Real-Time Recurrent Reinforcement Learning
Julian Lemmel, Radu Grosu
TL;DR
This work tackles learning in partially observable environments by proposing Real-Time Recurrent Reinforcement Learning (RTRRL), a biologically plausible RL framework that operates online without backpropagation through time. RTRRL combines a Meta-RL RNN backbone with a TD($\lambda$) actor-critic loop and online gradient computation via RFLO or RTRL (or their LRUs), using random feedback alignment to avoid weight transport. The approach demonstrates competitive performance across POMDP benchmarks, memory tasks, and physics simulations, while offering insights into basal ganglia-like reward pathways and potential energy-efficient neuromorphic implementations. Overall, RTRRL provides a principled, online, neuroscience-inspired alternative to BPTT-based RL that remains effective in partially observable settings and aligns with biological learning principles.
Abstract
We introduce a biologically plausible RL framework for solving tasks in partially observable Markov decision processes (POMDPs).
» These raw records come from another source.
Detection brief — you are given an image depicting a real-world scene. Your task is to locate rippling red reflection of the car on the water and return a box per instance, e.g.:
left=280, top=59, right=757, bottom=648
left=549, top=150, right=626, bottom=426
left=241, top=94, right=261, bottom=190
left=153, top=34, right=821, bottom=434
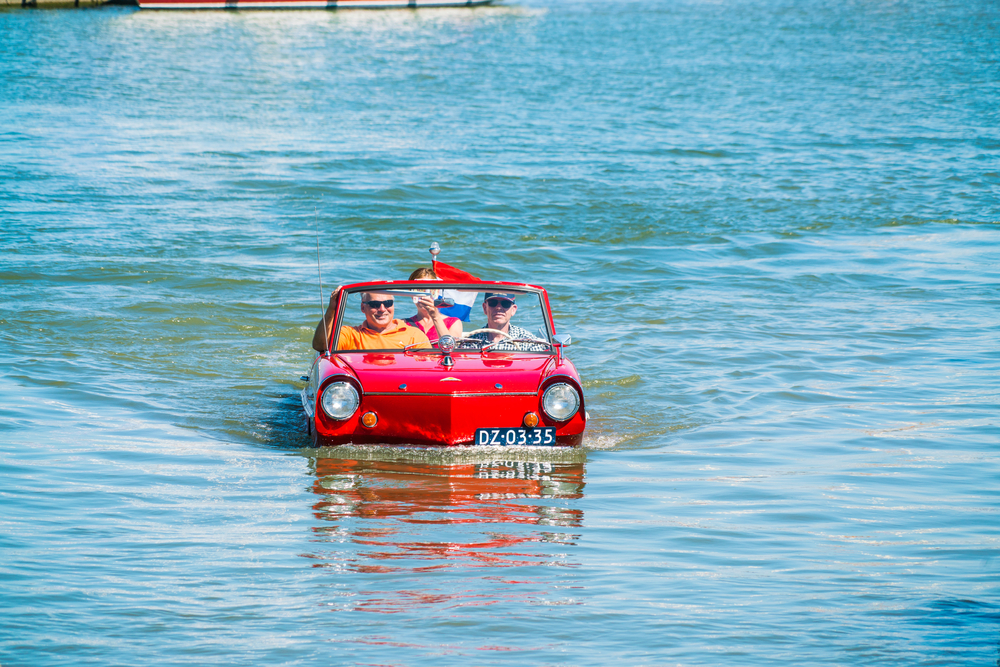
left=303, top=457, right=585, bottom=613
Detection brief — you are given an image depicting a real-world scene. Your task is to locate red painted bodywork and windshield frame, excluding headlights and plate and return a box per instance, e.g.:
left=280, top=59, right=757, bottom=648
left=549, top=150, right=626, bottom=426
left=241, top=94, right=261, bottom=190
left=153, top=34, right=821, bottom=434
left=302, top=281, right=586, bottom=446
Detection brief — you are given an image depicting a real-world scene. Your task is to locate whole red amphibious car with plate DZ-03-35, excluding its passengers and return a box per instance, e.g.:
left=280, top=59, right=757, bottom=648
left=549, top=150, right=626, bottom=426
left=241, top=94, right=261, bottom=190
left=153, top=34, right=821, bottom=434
left=302, top=281, right=587, bottom=447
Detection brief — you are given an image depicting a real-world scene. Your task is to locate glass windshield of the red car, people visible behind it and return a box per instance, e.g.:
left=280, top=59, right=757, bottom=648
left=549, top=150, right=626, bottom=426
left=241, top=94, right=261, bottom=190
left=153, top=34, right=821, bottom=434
left=334, top=286, right=552, bottom=354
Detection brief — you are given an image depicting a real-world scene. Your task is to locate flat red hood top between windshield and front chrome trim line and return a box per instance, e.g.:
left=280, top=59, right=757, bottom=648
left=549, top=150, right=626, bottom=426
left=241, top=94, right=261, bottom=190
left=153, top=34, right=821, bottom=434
left=337, top=352, right=555, bottom=394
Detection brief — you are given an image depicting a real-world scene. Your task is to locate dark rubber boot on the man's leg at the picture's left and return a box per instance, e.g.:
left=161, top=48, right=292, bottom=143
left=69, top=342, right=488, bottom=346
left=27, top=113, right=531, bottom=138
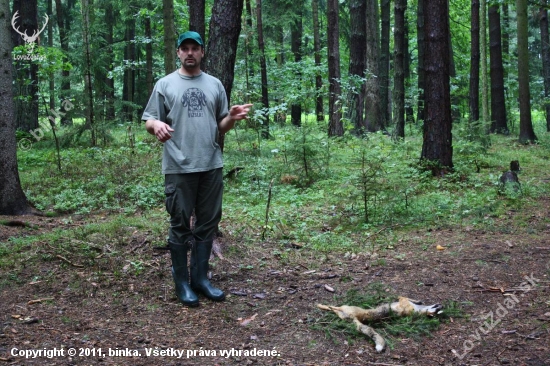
left=168, top=242, right=199, bottom=307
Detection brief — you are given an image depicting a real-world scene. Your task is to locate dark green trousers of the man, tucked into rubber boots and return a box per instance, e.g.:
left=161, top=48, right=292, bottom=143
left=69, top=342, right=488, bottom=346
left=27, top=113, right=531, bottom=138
left=164, top=168, right=223, bottom=244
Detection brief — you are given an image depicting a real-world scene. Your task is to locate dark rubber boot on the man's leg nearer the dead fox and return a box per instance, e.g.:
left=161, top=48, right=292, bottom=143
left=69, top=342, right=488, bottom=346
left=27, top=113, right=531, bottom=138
left=191, top=240, right=225, bottom=301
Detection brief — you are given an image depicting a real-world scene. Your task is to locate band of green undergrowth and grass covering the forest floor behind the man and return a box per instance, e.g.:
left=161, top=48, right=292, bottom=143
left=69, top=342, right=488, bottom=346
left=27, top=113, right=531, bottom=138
left=10, top=116, right=550, bottom=258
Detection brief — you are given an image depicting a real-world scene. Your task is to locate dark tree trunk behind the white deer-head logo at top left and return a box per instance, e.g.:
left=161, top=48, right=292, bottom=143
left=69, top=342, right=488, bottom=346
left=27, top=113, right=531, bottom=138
left=9, top=0, right=39, bottom=131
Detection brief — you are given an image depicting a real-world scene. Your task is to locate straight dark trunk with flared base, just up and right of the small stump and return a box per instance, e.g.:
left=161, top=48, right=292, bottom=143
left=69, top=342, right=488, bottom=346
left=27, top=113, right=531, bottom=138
left=516, top=0, right=537, bottom=143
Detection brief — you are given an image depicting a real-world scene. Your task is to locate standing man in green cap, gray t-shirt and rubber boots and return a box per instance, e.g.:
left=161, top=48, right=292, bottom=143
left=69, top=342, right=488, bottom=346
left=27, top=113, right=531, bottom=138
left=142, top=31, right=252, bottom=306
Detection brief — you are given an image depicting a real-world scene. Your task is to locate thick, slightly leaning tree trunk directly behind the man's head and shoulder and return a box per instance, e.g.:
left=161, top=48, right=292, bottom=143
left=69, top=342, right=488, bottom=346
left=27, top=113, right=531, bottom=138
left=205, top=0, right=244, bottom=151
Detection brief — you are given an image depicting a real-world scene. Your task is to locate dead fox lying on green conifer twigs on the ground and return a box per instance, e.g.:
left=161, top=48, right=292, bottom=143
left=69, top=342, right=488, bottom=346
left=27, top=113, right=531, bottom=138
left=317, top=296, right=443, bottom=352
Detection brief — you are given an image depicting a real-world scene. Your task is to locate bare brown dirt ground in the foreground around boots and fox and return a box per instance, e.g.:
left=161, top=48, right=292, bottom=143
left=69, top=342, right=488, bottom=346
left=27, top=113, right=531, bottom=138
left=0, top=199, right=550, bottom=366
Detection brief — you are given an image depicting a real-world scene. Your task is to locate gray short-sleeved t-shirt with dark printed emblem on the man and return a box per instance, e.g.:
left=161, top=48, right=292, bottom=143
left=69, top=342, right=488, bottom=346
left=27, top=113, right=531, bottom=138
left=141, top=71, right=229, bottom=174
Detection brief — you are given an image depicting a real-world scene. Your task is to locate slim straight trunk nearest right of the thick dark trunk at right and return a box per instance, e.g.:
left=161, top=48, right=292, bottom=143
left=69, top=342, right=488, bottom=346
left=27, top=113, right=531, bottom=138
left=469, top=0, right=480, bottom=122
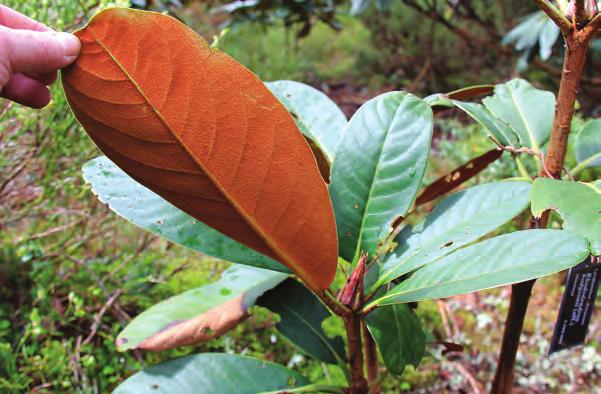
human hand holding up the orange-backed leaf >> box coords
[0,4,81,108]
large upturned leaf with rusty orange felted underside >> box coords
[63,8,338,291]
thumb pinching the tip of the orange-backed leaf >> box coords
[0,26,81,75]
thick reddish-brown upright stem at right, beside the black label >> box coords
[491,14,594,394]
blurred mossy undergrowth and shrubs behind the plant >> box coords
[0,0,601,393]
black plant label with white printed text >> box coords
[549,256,601,354]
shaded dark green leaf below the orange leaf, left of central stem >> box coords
[257,279,345,364]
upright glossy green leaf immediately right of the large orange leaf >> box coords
[330,92,433,261]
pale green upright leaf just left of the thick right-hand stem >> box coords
[482,79,555,150]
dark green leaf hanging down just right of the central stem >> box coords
[365,304,426,375]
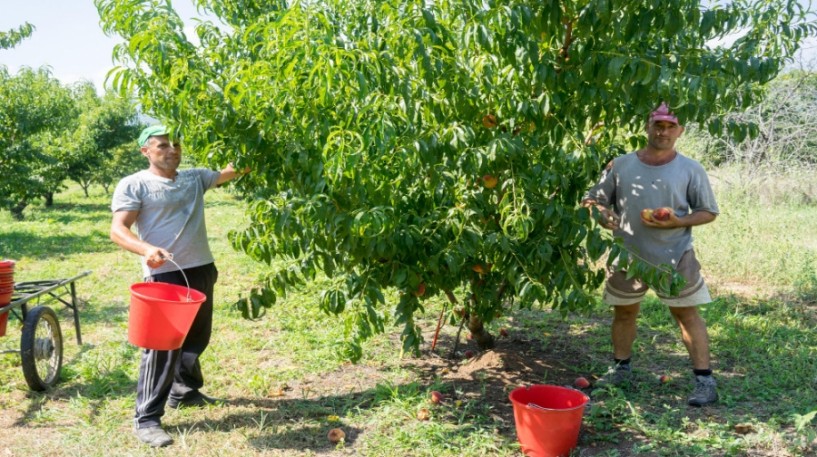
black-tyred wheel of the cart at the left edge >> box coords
[20,306,62,392]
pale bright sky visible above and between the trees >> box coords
[0,0,817,92]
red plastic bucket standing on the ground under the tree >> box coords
[510,385,590,457]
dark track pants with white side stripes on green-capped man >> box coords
[134,263,218,428]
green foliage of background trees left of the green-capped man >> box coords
[0,68,144,217]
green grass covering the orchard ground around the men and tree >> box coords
[0,173,817,456]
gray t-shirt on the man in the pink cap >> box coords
[585,152,719,267]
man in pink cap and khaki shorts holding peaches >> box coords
[583,103,719,406]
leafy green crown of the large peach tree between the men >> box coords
[96,0,814,359]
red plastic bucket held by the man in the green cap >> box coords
[128,282,207,351]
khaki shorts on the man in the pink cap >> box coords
[602,249,712,307]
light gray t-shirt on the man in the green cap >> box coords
[111,168,220,277]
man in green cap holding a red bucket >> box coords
[111,125,247,447]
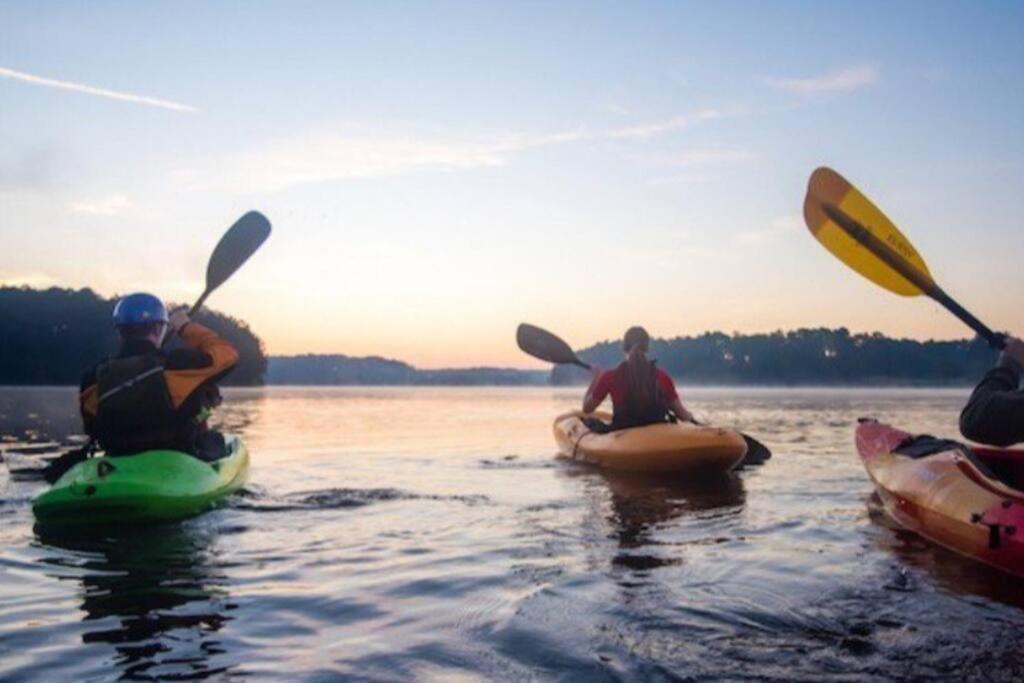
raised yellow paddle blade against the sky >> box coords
[804,167,935,296]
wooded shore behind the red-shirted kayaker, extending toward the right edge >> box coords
[551,328,996,386]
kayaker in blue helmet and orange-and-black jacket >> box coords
[79,293,239,458]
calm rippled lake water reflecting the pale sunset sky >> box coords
[0,388,1024,681]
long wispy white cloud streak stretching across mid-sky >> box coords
[172,110,722,193]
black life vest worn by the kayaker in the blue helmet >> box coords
[95,351,182,456]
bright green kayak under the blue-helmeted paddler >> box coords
[32,436,249,525]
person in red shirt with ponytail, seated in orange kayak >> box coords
[583,327,693,429]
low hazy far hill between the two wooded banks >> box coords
[267,354,550,386]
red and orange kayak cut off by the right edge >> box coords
[856,420,1024,578]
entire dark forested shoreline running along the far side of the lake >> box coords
[0,287,995,386]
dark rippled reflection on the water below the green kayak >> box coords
[38,523,233,680]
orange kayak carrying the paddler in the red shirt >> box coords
[554,412,746,474]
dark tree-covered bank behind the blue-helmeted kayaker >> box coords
[0,287,266,385]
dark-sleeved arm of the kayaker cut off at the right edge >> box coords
[961,338,1024,446]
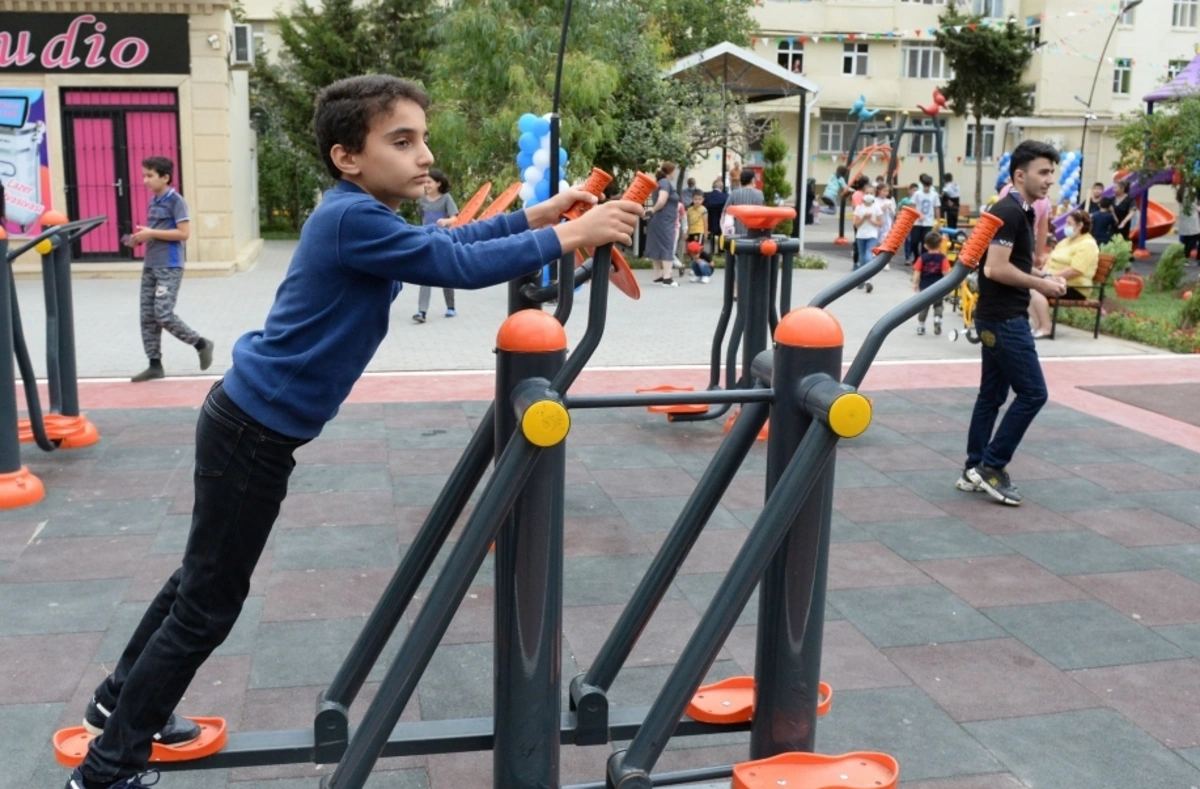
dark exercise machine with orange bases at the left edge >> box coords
[0,211,106,508]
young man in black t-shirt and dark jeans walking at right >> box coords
[955,140,1067,506]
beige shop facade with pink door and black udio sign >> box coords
[0,0,262,275]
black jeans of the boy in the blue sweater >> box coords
[82,383,307,784]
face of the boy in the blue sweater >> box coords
[330,98,437,210]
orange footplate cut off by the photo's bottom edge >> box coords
[732,751,900,789]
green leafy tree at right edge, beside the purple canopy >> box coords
[1116,96,1200,213]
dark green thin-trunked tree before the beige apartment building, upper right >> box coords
[934,4,1033,205]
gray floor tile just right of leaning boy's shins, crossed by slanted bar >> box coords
[248,619,408,689]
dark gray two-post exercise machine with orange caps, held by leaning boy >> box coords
[42,182,996,789]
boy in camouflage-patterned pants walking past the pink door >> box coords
[126,156,212,384]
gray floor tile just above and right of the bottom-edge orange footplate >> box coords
[817,687,1003,789]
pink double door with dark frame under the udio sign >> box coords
[62,89,182,260]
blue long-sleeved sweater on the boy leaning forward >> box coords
[224,181,563,439]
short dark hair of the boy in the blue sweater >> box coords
[312,74,430,181]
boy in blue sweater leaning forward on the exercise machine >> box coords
[66,76,642,789]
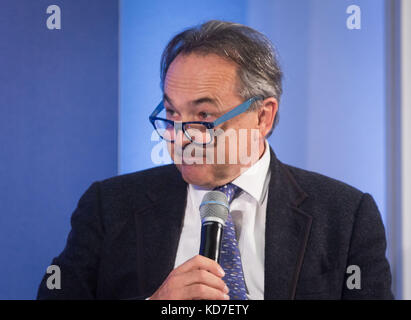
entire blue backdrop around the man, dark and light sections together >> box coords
[0,0,392,299]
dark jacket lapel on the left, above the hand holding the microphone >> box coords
[135,164,187,297]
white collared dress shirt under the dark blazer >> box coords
[174,141,270,300]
The proposed algorithm combines three integral parts: (1) A Meta-RL architecture, resembling the mammalian basal ganglia; (2) A biologically plausible reinforcement learning algorithm, exploiting temporal difference learning and eligibility traces to train the policy and the value-function; (3) An online automatic differentiation algorithm for computing the gradients with respect to parameters of a shared recurrent network backbone. Our experimental results show that the method is capable of solving a diverse set of partially observable reinforcement learning tasks. The algorithm we call real-time recurrent reinforcement learning (RTRRL) serves as a model of learning in biological neural networks, mimicking reward pathways in the basal ganglia.